In Leinfelden-Echterdingen gebe es einen stetigen Zuwachs an Fotovoltaikanlagen und Begrünung auf den Dächern sowohl in Gewerbegebieten als auch auf den stadteigenen Gebäuden, sagt Peter Friedrich. Klar sei, dass Gebäude für beide Nutzungen eine hohe Traglast der Dächer aufweisen müssen. Denn die Fotovoltaikmodule sind schwer, und Grün wiege ebenfalls viel – „vor allem, wenn es nass ist, insbesondere bei Schnee“, sagt der Betriebsleiter der Stadtwerke. Bei Neubauten werde die hohe Traglast gleich berücksichtigt. Und wie in Stuttgart schrieben Bebauungspläne oftmals die Einrichtung von Fotovoltaikanlagen und/oder Dachbegrünung vor. Bei Sanierungen werde ebenfalls geschaut, ob sich die Dachnutzung nicht ausbauen lasse, sagt Friedrich und nennt als Beispiel die städtischen Schulen. „Wenn hier saniert wird, baut man gleich eine Fotovoltaikanlage aufs Dach“, sagt Friedrich.

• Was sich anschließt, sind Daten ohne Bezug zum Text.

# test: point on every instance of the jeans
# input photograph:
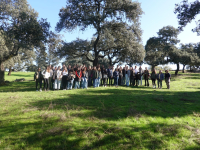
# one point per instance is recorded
(127, 80)
(159, 83)
(116, 81)
(84, 83)
(123, 80)
(140, 80)
(77, 85)
(70, 84)
(110, 80)
(40, 82)
(98, 82)
(57, 84)
(153, 82)
(89, 81)
(94, 82)
(146, 82)
(46, 84)
(64, 80)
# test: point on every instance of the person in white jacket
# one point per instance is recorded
(57, 77)
(46, 74)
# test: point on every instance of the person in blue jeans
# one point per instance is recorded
(160, 78)
(78, 78)
(116, 77)
(94, 77)
(71, 77)
(99, 76)
(84, 79)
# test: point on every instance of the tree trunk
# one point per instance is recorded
(152, 67)
(1, 74)
(95, 62)
(176, 72)
(183, 69)
(10, 70)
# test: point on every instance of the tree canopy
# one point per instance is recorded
(117, 29)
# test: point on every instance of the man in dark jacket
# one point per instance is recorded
(38, 79)
(94, 77)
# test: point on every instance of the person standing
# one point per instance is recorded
(85, 78)
(141, 75)
(167, 78)
(78, 78)
(160, 77)
(99, 76)
(46, 75)
(124, 74)
(94, 77)
(105, 77)
(120, 76)
(57, 77)
(116, 77)
(110, 75)
(64, 78)
(70, 79)
(127, 74)
(153, 78)
(146, 76)
(38, 79)
(89, 76)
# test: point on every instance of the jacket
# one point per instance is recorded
(146, 74)
(116, 74)
(78, 76)
(99, 75)
(46, 74)
(38, 74)
(94, 74)
(161, 76)
(104, 74)
(153, 76)
(85, 75)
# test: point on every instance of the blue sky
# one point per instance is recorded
(157, 14)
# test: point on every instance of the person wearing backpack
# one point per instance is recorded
(153, 78)
(146, 76)
(64, 78)
(38, 79)
(160, 78)
(78, 78)
(46, 75)
(70, 79)
(94, 77)
(84, 78)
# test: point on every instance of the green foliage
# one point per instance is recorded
(186, 12)
(114, 38)
(101, 118)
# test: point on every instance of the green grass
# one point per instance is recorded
(102, 118)
(18, 75)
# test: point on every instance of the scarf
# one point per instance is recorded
(78, 75)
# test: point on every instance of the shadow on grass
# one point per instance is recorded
(50, 135)
(114, 104)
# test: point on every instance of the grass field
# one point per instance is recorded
(101, 118)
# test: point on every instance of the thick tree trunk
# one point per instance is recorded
(95, 62)
(152, 67)
(183, 69)
(1, 73)
(176, 72)
(10, 70)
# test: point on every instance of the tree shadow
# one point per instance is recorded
(112, 104)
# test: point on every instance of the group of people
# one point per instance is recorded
(56, 78)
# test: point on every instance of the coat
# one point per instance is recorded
(38, 75)
(161, 76)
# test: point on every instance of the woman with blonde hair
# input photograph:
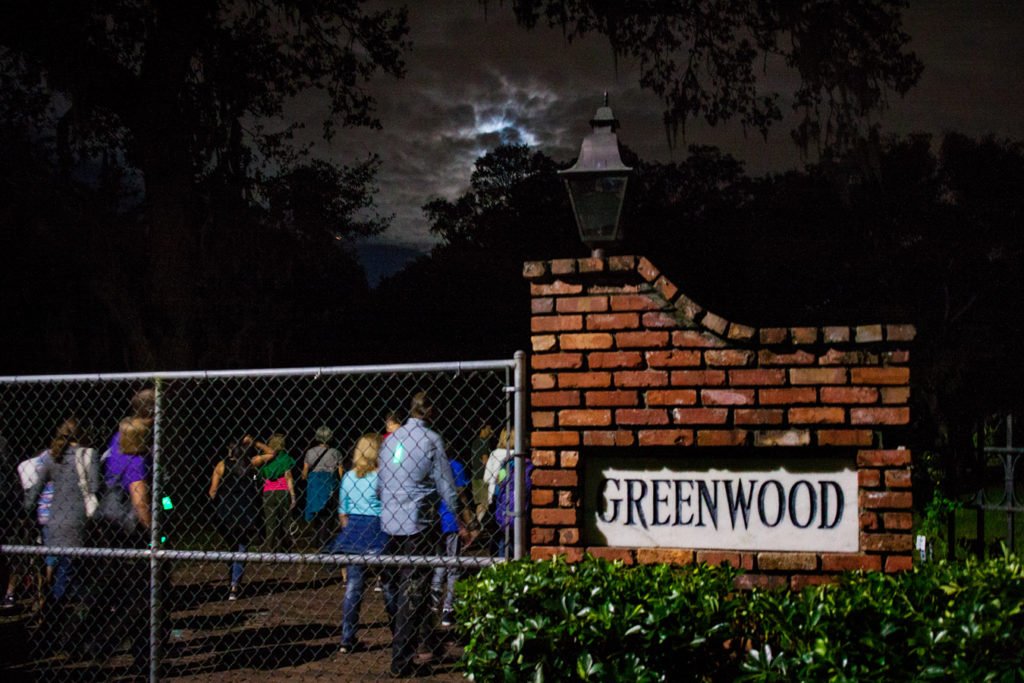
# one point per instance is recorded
(359, 515)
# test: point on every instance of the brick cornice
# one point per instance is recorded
(639, 271)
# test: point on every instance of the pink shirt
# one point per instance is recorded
(275, 484)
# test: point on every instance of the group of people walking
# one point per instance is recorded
(84, 498)
(400, 496)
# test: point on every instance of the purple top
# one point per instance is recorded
(119, 466)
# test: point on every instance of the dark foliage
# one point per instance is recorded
(597, 621)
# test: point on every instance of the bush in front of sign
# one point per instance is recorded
(599, 621)
(944, 622)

Die gemeinsame Umsetzung von Grün und Solaranlage sei nicht immer ganz einfach. „Die Begrünung kann Fotovoltaikanlagen verschatten, wenn sie zu hoch wächst. Das beeinträchtigt dann die Leistung der Anlagen“, sagt Peter Friedrich. Wichtig sei deswegen die Pflege des Dachgrüns. Und Solarmodule „auf Stelzen“ verhindern das Zuwachsen. Das bestätigt Simone Schwiete vom Filderstädter Umweltreferat. „Die sehen dann ähnlich aus wie die Anlagen auf Freiflächen, wie man sie zum Beispiel von Gegenden neben Autobahnen kennt.“

So ist beides auf einem Dach möglich

In Stuttgart gilt seit 2019 bei neuen Bebauungsplänen eine Kombinationslösung für Dachbegrünung und Fotovoltaik, „wobei zur dauerhaften Funktionsfähigkeit der Dachbegrünung schräg aufgeständerte Fotovoltaik-Module in Bebauungsplänen festsetzt werden. So ist beides möglich: Fotovoltaik und Dachbegrünung“, sagt Lenz-Gaspary. Schwiete nennt noch einen Vorteil von Dachbegrünung für die Fotovoltaikanlagen: „Das Grün kann durch die Verdunstungskälte die Module kühlen und damit deren Leistung steigern.“ In Filderstadt sei bereits ein Drittel der städtischen Gebäude begrünt, und auch die Zahl der Fotovoltaikanlagen steige. „Aber wir wollen das weiter ausbauen“, sagt Sabine Schwiete. „Das Potenzial ist noch nicht erschöpft.“

Nach dem novellierten Klimaschutzgesetz des Landes Baden-Württemberg (KSG BW) gilt von Januar 2022 an eine Fotovoltaik-Pflicht für Nichtwohngebäude und für große Parkplätze mit mehr als 75 Stellplätzen. „Dies ist dann verpflichtend für alle gewerblichen Neubauten, unabhängig von einem Bebauungsplan“, sagt Nora Lenz-Gaspary, Sprecherin der Stadt Stuttgart. Viele Kommunen bieten Förderungen an. In Stuttgart wird zur Förderung des Ausbaus der Fotovoltaiknutzung für die Jahre 2020 bis 2023 eine Fördersumme in Höhe von insgesamt 15,875 Millionen Euro zur Verfügung gestellt, die nach „Richtlinien der Landeshauptstadt Stuttgart zur Förderung des Ausbaus der Fotovoltaiknutzung (Solaroffensive)“ vergeben werden. Hiervon können auch gewerbliche Gebäudeeigentümer Gebrauch machen, teilt die Stadtsprecherin mit.